The wind howled through the trees. Newspaper pages spilled from a nearby trash bin and whirled into the air above a park bench like multi-colored sails on a wild adventure.
Out of the corner of her eye, she saw Chase remained steadfast, standing next to her door, waiting. His hands were deep in his jeans pockets. His arms pressed against his sides as if that would keep his body heat from escaping. Even though the temperature dropped and rain was imminent, he wasn’t going away.
Since the car battery remained cold, and the windows would not go down otherwise, she jerked open her door and looked up at him between the configurations of metal. His mouth was a tight line. She had a feeling that, like her, he wasn’t sure how their conversation would go. Yet, here he stood, taking a chance.

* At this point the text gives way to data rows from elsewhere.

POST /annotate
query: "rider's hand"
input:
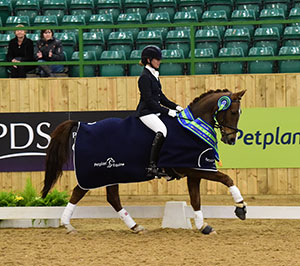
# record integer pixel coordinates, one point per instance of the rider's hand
(179, 108)
(172, 113)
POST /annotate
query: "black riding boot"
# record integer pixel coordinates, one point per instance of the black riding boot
(156, 146)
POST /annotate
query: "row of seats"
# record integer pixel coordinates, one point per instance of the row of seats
(201, 68)
(143, 7)
(175, 39)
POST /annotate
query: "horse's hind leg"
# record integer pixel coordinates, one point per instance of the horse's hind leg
(240, 209)
(194, 191)
(77, 194)
(113, 198)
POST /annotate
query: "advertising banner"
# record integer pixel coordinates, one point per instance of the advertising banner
(24, 137)
(269, 138)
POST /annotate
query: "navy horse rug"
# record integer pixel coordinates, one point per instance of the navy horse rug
(115, 150)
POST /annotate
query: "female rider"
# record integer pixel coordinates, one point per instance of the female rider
(152, 102)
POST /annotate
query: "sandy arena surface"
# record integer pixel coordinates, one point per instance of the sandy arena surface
(109, 242)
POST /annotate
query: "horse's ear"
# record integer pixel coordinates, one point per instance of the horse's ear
(238, 95)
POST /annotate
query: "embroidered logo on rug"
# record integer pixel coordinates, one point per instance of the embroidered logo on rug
(110, 163)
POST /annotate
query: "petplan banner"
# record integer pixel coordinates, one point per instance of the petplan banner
(269, 138)
(24, 137)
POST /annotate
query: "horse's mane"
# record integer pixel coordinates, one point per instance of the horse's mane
(203, 95)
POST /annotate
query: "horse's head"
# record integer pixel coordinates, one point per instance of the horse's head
(227, 115)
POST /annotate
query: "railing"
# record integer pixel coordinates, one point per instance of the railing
(192, 60)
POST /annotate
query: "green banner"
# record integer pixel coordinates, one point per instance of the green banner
(269, 138)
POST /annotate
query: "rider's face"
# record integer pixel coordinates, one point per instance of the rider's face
(155, 63)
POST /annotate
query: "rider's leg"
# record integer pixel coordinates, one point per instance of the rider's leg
(153, 122)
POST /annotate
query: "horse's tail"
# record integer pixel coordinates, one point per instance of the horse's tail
(57, 154)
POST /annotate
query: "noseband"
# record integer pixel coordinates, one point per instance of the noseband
(221, 125)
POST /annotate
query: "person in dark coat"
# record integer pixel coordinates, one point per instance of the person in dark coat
(20, 49)
(152, 103)
(48, 48)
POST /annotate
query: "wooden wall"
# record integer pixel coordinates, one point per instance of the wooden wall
(121, 93)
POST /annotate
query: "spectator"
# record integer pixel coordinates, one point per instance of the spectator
(20, 49)
(48, 48)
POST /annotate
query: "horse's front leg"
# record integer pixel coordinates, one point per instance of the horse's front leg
(77, 194)
(113, 198)
(240, 205)
(194, 191)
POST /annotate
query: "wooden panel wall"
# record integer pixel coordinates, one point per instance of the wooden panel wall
(121, 93)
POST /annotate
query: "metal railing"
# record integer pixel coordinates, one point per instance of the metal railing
(192, 60)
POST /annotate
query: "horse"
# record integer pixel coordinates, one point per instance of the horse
(215, 109)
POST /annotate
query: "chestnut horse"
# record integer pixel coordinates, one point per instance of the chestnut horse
(219, 109)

“What do you want?” she asked.
“Are you having a problem starting your car?”
Her fingers slid free of the door handle as he inched the door open until he could bend down and look at her, seated behind the wheel. “Yes, if you must know.”
She shook her head, clearing her mind of the powerful cocktail of emotions his closeness caused. Just think of him as a stranger who stopped to help you, Emma told herself. Then she narrowed her eyes. “Wait. Have you been following me?”

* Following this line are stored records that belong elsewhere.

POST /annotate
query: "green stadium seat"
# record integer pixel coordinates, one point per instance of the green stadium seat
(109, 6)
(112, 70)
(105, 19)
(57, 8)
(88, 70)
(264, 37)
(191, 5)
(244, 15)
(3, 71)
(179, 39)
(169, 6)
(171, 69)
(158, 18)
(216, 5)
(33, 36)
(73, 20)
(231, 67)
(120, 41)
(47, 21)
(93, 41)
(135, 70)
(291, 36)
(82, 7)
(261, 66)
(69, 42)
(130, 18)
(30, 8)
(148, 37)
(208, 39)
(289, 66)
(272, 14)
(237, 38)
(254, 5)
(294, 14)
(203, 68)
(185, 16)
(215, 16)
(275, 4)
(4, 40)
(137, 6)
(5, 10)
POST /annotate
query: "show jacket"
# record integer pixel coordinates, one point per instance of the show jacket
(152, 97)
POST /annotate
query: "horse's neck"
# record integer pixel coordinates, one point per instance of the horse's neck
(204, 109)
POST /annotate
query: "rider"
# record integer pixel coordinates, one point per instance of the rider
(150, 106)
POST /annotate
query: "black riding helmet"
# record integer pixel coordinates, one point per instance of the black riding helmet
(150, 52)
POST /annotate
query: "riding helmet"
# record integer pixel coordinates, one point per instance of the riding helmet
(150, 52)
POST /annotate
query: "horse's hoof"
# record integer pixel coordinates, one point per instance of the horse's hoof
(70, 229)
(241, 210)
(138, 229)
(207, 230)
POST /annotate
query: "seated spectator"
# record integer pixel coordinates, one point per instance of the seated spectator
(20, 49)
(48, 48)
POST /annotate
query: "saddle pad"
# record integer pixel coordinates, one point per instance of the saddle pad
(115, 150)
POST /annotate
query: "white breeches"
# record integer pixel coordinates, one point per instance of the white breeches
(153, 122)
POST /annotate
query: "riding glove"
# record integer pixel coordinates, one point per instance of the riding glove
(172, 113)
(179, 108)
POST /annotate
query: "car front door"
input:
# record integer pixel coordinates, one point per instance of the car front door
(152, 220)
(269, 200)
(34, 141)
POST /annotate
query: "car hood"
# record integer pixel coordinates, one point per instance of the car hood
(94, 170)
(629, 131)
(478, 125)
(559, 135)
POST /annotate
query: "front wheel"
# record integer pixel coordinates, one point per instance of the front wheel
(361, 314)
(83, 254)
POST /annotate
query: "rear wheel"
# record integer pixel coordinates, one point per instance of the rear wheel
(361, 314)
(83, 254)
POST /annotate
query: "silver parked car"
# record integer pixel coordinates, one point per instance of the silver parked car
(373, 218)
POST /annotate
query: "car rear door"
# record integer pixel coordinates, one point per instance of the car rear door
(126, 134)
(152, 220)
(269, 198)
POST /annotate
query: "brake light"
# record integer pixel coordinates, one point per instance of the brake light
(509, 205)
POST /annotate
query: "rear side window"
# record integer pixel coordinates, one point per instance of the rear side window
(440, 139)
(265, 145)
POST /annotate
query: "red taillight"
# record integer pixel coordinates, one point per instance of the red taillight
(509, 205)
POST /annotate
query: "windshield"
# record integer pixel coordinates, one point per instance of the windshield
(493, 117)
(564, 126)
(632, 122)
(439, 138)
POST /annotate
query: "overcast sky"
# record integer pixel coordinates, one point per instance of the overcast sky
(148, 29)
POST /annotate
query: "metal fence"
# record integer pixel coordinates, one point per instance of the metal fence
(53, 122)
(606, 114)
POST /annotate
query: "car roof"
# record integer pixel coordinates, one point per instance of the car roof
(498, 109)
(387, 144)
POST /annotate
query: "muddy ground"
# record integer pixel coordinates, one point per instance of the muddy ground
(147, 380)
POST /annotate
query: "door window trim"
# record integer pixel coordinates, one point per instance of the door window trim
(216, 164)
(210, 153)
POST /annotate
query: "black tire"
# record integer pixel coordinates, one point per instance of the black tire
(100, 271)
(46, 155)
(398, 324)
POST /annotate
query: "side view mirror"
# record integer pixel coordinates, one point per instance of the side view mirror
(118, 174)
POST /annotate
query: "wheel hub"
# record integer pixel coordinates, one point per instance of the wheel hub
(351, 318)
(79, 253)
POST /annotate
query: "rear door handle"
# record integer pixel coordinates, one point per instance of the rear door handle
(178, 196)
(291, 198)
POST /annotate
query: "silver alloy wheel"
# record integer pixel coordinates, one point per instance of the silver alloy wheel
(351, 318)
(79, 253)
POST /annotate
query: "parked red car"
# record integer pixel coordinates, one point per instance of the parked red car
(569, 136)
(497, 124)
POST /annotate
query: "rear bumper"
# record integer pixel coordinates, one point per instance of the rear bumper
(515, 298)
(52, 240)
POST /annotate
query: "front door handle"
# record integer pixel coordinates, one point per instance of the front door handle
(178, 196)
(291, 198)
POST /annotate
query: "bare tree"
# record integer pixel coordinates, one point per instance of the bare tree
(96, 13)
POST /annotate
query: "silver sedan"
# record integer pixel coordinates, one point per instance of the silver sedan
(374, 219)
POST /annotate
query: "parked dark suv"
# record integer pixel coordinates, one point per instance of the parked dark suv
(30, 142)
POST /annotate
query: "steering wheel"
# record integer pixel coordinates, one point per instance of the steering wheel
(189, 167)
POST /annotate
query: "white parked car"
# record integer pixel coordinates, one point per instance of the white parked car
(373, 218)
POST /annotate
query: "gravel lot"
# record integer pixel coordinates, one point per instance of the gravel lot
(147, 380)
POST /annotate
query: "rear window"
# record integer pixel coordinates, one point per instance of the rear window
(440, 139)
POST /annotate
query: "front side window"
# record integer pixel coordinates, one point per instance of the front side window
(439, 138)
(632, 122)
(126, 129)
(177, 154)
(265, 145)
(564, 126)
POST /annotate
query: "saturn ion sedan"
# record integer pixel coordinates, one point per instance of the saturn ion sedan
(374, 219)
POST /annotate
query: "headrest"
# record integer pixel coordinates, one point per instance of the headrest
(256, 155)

“I was on my way out and saw you leaving the library. I happened to be headed in the same direction as you.”
An edgy scrutiny in his blue eyes caught her attention.

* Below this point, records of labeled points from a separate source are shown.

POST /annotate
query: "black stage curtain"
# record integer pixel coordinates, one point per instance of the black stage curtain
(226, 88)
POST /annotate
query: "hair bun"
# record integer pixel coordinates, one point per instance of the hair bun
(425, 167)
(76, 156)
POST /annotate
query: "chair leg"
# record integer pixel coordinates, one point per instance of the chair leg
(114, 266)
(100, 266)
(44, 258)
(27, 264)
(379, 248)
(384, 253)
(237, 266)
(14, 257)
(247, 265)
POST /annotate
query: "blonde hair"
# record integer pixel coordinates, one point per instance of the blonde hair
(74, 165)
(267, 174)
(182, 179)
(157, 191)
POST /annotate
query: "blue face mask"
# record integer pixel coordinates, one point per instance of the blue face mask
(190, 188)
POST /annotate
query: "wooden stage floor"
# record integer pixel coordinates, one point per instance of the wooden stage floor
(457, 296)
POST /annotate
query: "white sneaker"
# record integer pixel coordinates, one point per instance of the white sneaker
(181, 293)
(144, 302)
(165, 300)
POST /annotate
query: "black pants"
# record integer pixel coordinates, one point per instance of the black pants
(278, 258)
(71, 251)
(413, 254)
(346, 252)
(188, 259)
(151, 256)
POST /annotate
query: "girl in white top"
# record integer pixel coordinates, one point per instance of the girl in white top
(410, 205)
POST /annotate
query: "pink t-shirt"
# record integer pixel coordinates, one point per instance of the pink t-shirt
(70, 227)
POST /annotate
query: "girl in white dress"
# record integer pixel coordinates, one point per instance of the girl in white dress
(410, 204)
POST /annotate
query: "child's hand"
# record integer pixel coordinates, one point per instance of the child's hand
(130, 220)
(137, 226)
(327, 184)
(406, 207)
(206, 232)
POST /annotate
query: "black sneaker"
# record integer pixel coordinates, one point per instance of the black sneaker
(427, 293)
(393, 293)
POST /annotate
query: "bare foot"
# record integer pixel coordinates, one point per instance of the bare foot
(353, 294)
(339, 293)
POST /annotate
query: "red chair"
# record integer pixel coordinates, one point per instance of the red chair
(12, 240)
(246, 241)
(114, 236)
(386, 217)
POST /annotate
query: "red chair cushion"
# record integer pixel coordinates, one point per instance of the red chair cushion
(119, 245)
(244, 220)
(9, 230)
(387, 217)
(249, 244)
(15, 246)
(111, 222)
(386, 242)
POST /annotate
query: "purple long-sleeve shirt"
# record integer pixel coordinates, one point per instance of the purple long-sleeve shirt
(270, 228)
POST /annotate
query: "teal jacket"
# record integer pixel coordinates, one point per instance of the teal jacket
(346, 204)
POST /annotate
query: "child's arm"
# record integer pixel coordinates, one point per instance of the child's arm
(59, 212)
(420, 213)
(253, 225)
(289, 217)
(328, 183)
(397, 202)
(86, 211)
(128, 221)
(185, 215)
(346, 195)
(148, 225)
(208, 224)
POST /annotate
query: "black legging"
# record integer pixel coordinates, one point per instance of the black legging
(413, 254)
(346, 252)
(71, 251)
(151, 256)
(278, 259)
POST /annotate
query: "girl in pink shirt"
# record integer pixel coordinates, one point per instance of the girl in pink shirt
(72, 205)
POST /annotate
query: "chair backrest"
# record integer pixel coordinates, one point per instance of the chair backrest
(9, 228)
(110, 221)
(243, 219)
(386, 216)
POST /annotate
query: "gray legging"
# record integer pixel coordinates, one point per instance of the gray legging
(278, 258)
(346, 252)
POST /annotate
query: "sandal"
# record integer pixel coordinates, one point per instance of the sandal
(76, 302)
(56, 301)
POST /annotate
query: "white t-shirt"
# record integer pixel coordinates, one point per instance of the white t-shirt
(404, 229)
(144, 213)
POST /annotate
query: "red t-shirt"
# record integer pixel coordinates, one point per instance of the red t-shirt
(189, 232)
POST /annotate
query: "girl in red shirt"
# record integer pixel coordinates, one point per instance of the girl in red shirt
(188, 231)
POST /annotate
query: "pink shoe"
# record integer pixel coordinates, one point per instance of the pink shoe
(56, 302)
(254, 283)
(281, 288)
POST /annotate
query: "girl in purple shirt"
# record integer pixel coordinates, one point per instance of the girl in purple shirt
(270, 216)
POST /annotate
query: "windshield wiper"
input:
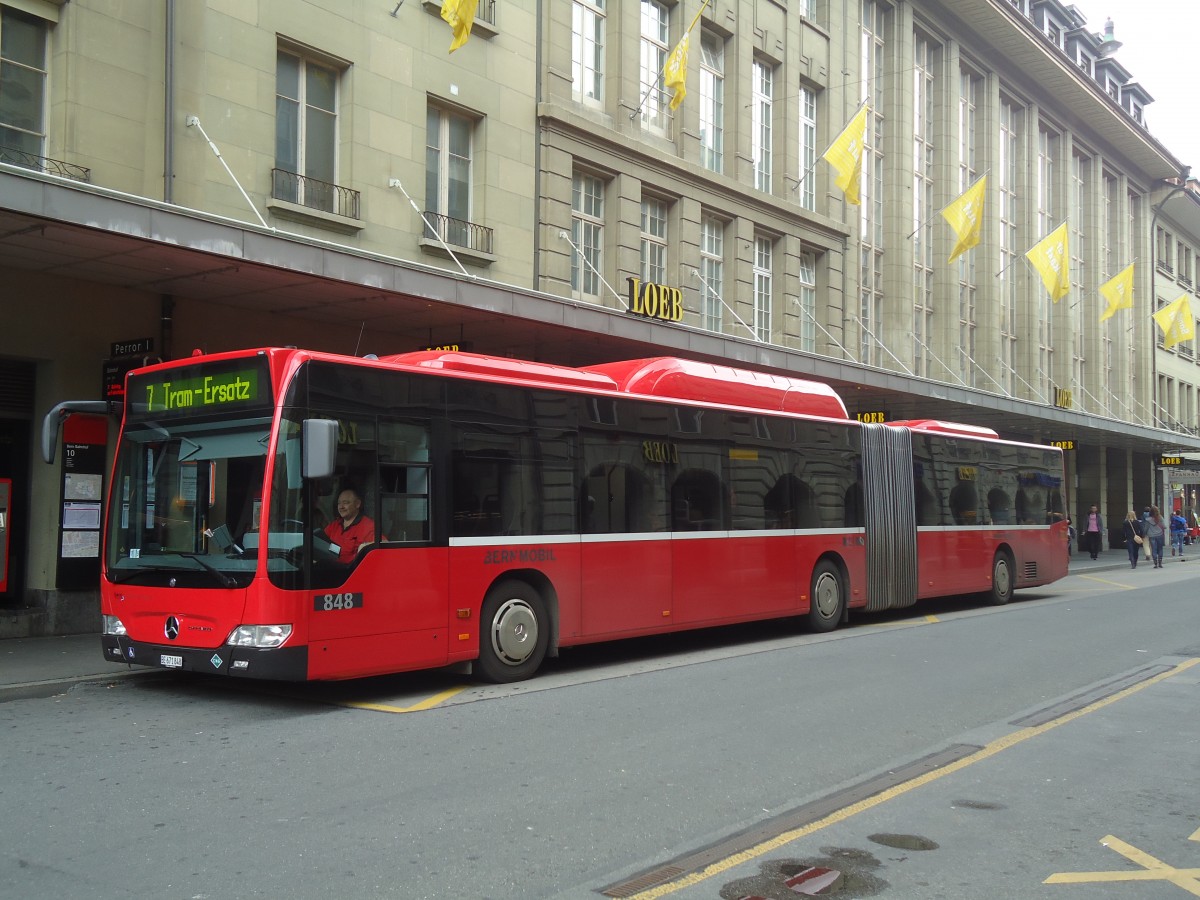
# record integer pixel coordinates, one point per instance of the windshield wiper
(222, 579)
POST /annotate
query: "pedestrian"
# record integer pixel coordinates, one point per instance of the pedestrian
(1093, 531)
(1155, 531)
(1132, 529)
(1179, 532)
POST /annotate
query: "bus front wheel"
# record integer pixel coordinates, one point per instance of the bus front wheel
(513, 633)
(1001, 579)
(828, 599)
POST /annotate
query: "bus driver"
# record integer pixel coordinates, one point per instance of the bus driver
(351, 532)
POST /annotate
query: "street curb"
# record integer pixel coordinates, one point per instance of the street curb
(54, 687)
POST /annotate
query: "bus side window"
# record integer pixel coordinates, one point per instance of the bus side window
(405, 499)
(1000, 507)
(696, 502)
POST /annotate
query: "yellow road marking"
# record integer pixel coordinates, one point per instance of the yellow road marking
(841, 815)
(1105, 581)
(429, 703)
(1151, 870)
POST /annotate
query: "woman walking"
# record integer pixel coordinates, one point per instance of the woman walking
(1179, 532)
(1156, 533)
(1133, 538)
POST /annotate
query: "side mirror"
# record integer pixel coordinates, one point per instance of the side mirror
(319, 450)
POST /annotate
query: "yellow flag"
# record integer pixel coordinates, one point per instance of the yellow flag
(1176, 322)
(460, 15)
(846, 155)
(675, 72)
(1049, 257)
(965, 216)
(1119, 292)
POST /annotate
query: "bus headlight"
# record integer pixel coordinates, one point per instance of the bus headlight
(262, 636)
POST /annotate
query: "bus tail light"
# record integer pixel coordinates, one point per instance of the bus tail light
(262, 636)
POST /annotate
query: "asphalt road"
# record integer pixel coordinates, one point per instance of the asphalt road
(625, 760)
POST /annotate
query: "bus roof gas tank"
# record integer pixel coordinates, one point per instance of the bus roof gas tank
(707, 383)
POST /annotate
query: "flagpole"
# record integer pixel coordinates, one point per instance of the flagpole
(940, 361)
(883, 346)
(837, 343)
(661, 72)
(587, 262)
(1032, 389)
(721, 301)
(967, 358)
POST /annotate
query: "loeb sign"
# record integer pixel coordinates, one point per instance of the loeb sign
(654, 301)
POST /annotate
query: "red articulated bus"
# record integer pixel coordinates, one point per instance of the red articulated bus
(513, 509)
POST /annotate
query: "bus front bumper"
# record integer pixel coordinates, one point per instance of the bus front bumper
(280, 664)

“You’re saying this is a coincidence?” Distrust heated her gaze. “I don’t believe in coincidences.”
“Neither do I. For the most part.”
“Either you believe in something or you don’t.”
“Agreed.”
His expression remained complacent. He wasn’t going to argue with her, and now, she felt foolish she had even tried to start a quarrel. Why had she?
Coward.
“So what’s the problem with the car?” he asked, studying the dash.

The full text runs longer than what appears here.